The need for this autoscaler is derived from our own experiences with very large batch workloads being scheduled and the
default autoscaler not scaling up the cluster fast enough. These workloads can't be force-drained by the default
autoscaler and must complete before the node can be terminated.

## Documentation and Design

See [Docs](docs/README.md)

## Requirements

- [Kubernetes](https://kubernetes.io/) version 1.24+. Escalator has been tested and deployed on 1.24+ and newer. Older
versions of Kubernetes may have bugs or issues that will prevent it from functioning properly.
- [Go](https://golang.org/) version 1.20+
- Dependencies and their locked versions can be found in `go.mod` and `go.sum`.

## Building

```bash
# Fetch dependencies and build Escalator
make build
```

## How to run - Quick Start

### Locally (out of cluster)

```bash
go run cmd/main.go --kubeconfig=~/.kube/config --nodegroups=nodegroups_config.yaml
```

### Deployment (in cluster)

See [Deployment](./docs/deployment/README.md) for full Deployment documentation.

```bash
# Build the docker image
docker build -t atlassian/escalator .

# Create RBAC configuration
kubectl create -f docs/deployment/escalator-rbac.yaml

# Create config map - modify to suit your needs
kubectl create -f docs/deployment/escalator-cm.yaml

# Create deployment
kubectl create -f docs/deployment/escalator-deployment.yaml
```

## Configuring

See [Configuration](docs/configuration/README.md)

## Testing

```bash
make test
```

### Test a specific package

For example, to test the controller package:

```bash
go test ./pkg/controller
```

## Contributors

Pull requests, issues and comments welcome. For pull requests:

* Add tests for new features and bug fixes
* Follow the existing style (we are using [goreturns](https://github.com/sqs/goreturns) to format and lint escalator)
* Separate unrelated changes into multiple pull requests

See the existing issues for things to start contributing.

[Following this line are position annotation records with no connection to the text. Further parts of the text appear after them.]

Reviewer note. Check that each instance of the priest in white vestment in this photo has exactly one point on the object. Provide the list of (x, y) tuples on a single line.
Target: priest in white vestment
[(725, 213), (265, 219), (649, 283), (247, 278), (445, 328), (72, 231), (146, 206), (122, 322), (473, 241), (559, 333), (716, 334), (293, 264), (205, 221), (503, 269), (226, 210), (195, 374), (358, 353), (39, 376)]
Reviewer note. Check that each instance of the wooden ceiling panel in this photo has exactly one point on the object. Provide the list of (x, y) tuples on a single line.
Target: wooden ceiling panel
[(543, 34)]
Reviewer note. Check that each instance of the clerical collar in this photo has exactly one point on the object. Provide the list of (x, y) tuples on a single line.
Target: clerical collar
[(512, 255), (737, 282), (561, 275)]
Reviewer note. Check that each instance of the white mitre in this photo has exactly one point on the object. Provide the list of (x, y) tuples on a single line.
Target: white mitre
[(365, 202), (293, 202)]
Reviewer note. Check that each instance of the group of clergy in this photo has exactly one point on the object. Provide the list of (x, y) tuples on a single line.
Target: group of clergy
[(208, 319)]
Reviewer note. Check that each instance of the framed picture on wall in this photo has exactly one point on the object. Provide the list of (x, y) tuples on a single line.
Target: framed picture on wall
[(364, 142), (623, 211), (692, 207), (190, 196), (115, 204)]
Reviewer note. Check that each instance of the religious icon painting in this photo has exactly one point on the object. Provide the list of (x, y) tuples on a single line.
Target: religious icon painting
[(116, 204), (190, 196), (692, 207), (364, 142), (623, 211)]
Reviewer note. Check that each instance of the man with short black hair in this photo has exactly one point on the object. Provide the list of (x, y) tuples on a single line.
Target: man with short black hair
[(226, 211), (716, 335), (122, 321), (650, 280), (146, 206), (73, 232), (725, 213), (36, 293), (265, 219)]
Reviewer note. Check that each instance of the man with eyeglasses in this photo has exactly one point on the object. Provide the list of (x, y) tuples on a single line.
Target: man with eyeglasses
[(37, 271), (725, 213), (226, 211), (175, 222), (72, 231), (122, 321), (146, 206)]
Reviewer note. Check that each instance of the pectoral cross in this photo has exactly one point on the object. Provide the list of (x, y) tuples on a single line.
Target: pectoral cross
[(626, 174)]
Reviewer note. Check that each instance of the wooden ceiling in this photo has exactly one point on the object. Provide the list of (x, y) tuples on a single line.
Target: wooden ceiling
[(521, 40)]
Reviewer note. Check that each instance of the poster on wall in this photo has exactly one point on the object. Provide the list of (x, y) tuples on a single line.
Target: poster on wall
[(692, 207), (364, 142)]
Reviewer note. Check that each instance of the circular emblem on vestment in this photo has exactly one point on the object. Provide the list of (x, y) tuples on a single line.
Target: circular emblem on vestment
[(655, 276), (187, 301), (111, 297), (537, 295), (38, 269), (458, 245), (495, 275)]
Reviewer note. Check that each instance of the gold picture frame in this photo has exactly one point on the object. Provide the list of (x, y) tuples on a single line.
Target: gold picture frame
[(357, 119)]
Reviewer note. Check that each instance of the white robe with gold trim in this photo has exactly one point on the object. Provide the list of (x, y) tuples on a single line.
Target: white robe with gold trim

For bigger changes, make sure you start a discussion first by creating
an issue and explaining the intended change.

Atlassian requires contributors to sign a Contributor License Agreement,
known as a CLA. This serves as a record stating that the contributor is
entitled to contribute the code/documentation/translation to the project
and is willing to have it used in distributions and derivative works
(or is willing to transfer ownership).

Prior to accepting your contributions we ask that you please follow the appropriate
link below to digitally sign the CLA. The Corporate CLA is for those who are
contributing as a member of an organization and the individual CLA is for
those contributing as an individual.

* [CLA for corporate contributors](https://opensource.atlassian.com/corporate)
* [CLA for individuals](https://opensource.atlassian.com/individual)

## License

Copyright (c) 2018 Atlassian and others.
Apache 2.0 licensed, see [LICENSE](./LICENSE) file.